The first year of a child's life is a battle. A war that has been going on since we were all covered in hair and living in caves (thousands of years ago or last summer depending on the family). A war between this demanding, cooing, self-centered, giggling beast/baby and its sacrificing, loving, doting parents. And the first casualty of this war is sleep.
Tiny Bits is our third child, so this is no surprise. We've seen his every trick to deprive us of sleep with our first two kids: refusing to go to sleep, waking up early for no reason, the utter lack of any kind of sleep schedule, just to name a few of the more popular ones. Some mornings he seems to say, "Hey, just because I just woke up doesn't mean I don't need to go back to sleep for three more hours," or the next day he'll giggle, "Silly Daddy, just because I've not slept all day doesn't mean I need a nap. It's Drooly Laugh-Fest 2010 time! Now, get with the funny, old man!"
I got back into the sleep defensive pretty quickly after he was born. I could fall asleep on a moment's notice, anywhere, for I knew the 20 minutes I got passed out on the couch might be the difference between me making it through the night with my sanity intact and having a psychotic episode at 3 in the morning. And getting enough sleep wasn't the only thing I had to watch out for; how I fell asleep was almost important as the sleep itself. My body, afraid shifting in bed might wake me, would do a great impression of the dead the moment I passed out. I knew falling asleep with my arms underneath me or my neck at a weird angle would mean I could wake up with two arms or a neck that would not move. It's hard to pick up a crying child with hunks of meat that used to be your arms hanging from your shoulders.
Months and months of little or no sleep, at most three hours in a row, had taken its toll on my wife and me. I find myself feeling sleep deprivation isn't just torture but the greatest crime one can perpetrate against fellow man.
Which is why the other day was so terrifying.
The moment my eyes opened I knew something was wrong. I pulled my face from the pillow, glued there by a pool of drool a bulldog would be proud of, and looked around the room. Something was strange ... I could see colors and definite shapes. The light streaming in from the window was not the orange glow from the lights in the alley I was so used to but something resembling daylight. Could it be?

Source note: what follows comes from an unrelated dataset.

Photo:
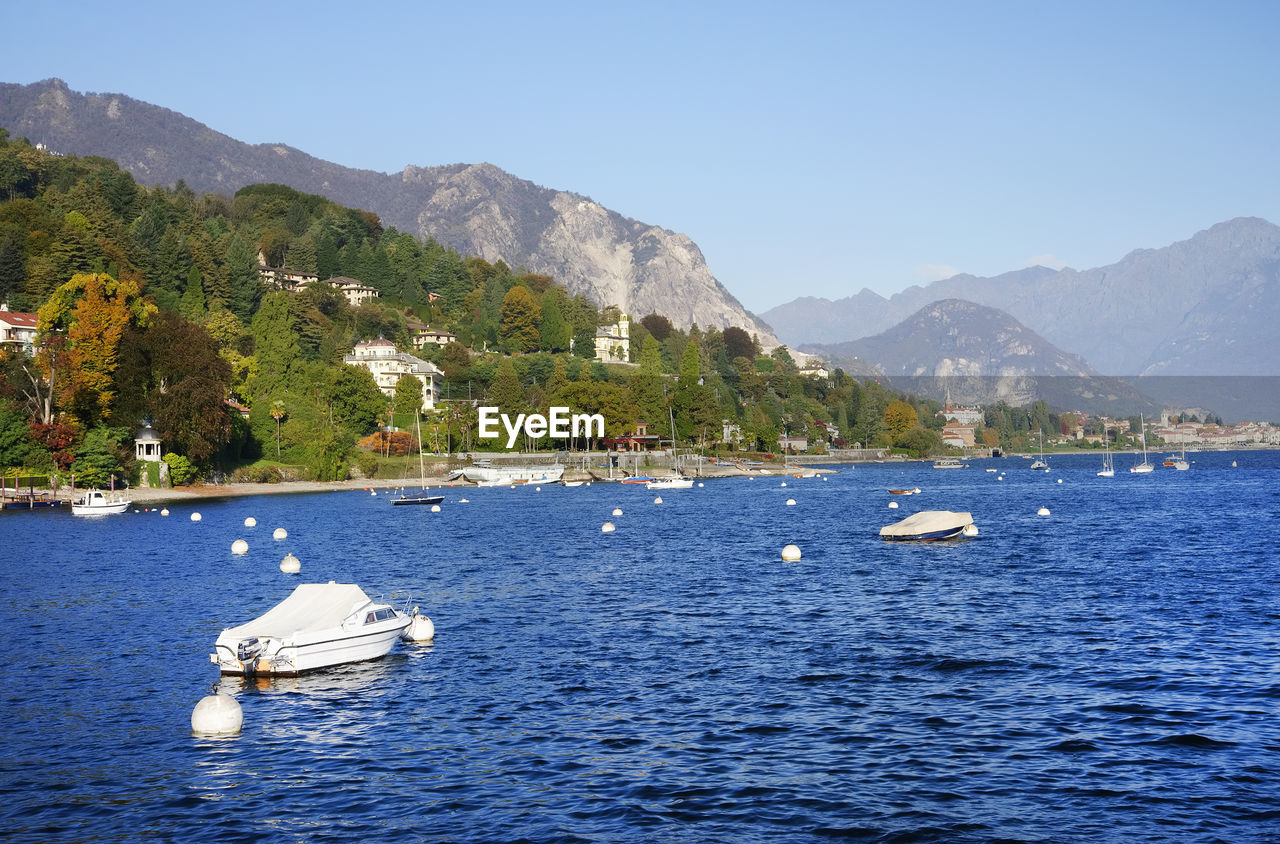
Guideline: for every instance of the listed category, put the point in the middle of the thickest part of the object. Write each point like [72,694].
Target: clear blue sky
[809,149]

I grabbed my glasses and stumbled to the window. Lo and behold, there was the sun, climbing over my neighbors' homes and spreading its light and warmth to the world. Shrouded in the constant smoke leaking from the Busch brewery, it announced to all that a new day had come. A beautiful sight; so why was I terrified? I was well-rested but sore, as if I had been lying in the same position for many hours. Then I knew it: the baby. The baby had not made a sound all night and there was only one explanation for that: Our baby was dead.

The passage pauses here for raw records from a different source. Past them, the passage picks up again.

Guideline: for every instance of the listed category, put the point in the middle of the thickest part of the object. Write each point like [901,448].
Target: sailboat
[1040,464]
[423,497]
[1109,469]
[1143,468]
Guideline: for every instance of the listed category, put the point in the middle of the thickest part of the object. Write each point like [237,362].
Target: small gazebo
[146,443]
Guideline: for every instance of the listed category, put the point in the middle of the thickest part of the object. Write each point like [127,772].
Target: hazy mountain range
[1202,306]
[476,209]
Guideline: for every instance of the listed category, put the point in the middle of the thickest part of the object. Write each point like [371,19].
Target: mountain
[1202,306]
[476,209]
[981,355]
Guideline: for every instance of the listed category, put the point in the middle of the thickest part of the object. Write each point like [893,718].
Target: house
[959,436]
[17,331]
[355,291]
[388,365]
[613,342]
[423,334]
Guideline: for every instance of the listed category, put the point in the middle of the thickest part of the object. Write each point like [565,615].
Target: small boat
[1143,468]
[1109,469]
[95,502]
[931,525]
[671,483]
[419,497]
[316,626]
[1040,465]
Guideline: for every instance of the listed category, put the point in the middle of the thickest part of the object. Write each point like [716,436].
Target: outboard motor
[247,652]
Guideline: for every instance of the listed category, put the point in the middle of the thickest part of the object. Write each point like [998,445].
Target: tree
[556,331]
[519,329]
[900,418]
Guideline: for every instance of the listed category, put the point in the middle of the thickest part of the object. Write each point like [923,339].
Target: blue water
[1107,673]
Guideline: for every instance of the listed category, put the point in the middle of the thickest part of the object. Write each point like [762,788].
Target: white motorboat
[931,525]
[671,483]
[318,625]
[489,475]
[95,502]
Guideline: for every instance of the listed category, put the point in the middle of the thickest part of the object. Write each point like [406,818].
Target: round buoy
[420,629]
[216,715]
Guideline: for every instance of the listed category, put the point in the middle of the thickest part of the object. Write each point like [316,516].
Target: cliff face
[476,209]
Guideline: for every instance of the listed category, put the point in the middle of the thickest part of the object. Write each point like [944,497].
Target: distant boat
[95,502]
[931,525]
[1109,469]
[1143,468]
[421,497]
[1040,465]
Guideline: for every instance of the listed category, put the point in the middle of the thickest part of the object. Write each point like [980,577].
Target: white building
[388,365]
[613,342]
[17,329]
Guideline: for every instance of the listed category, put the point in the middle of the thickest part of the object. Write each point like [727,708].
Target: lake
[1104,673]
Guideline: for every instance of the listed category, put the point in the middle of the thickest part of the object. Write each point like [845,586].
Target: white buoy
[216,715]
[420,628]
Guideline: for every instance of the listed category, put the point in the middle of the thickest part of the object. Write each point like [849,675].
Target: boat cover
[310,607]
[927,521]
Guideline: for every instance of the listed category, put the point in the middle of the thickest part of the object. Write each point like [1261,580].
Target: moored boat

I rushed to the children's room, sure our little one would be cold and blue. I sprang to the crib to find him curled into a ball, diapered butt high in the sky. So, I thought, he died as he lived: cutely. I picked him up, holding my little one in my arms for the last time.

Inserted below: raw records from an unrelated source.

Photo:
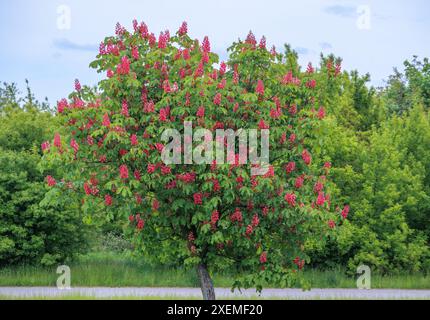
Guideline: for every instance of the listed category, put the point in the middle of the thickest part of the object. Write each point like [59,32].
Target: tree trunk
[206,283]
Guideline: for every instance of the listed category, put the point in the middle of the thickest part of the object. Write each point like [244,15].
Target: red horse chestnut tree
[209,216]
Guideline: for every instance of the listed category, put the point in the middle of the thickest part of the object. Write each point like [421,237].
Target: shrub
[213,215]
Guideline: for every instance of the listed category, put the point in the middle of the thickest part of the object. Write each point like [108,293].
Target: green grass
[113,270]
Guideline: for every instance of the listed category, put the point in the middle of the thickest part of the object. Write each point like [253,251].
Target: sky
[52,42]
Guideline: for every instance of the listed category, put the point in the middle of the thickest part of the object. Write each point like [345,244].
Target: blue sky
[33,47]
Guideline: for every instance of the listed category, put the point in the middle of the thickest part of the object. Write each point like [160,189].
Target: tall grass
[115,270]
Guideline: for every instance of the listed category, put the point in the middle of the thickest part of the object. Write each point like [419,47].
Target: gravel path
[222,293]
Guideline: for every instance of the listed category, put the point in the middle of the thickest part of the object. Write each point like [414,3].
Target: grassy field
[113,270]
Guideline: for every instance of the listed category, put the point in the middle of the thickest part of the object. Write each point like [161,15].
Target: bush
[31,232]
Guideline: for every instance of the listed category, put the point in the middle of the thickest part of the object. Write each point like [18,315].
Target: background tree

And miracles of miracles, he started to squirm and then to wail! He had slept through the night and not died even a little bit. He was hungry, yes, and willing to tell the world all about it, but soon he was in his mother's arms, nursing and feeling all the world was a perfect place. My wife and I looked at each other and smiled, our 10-month struggle was at an end.
And just to prove children make a liar of you from day one, the next night he woke up five times.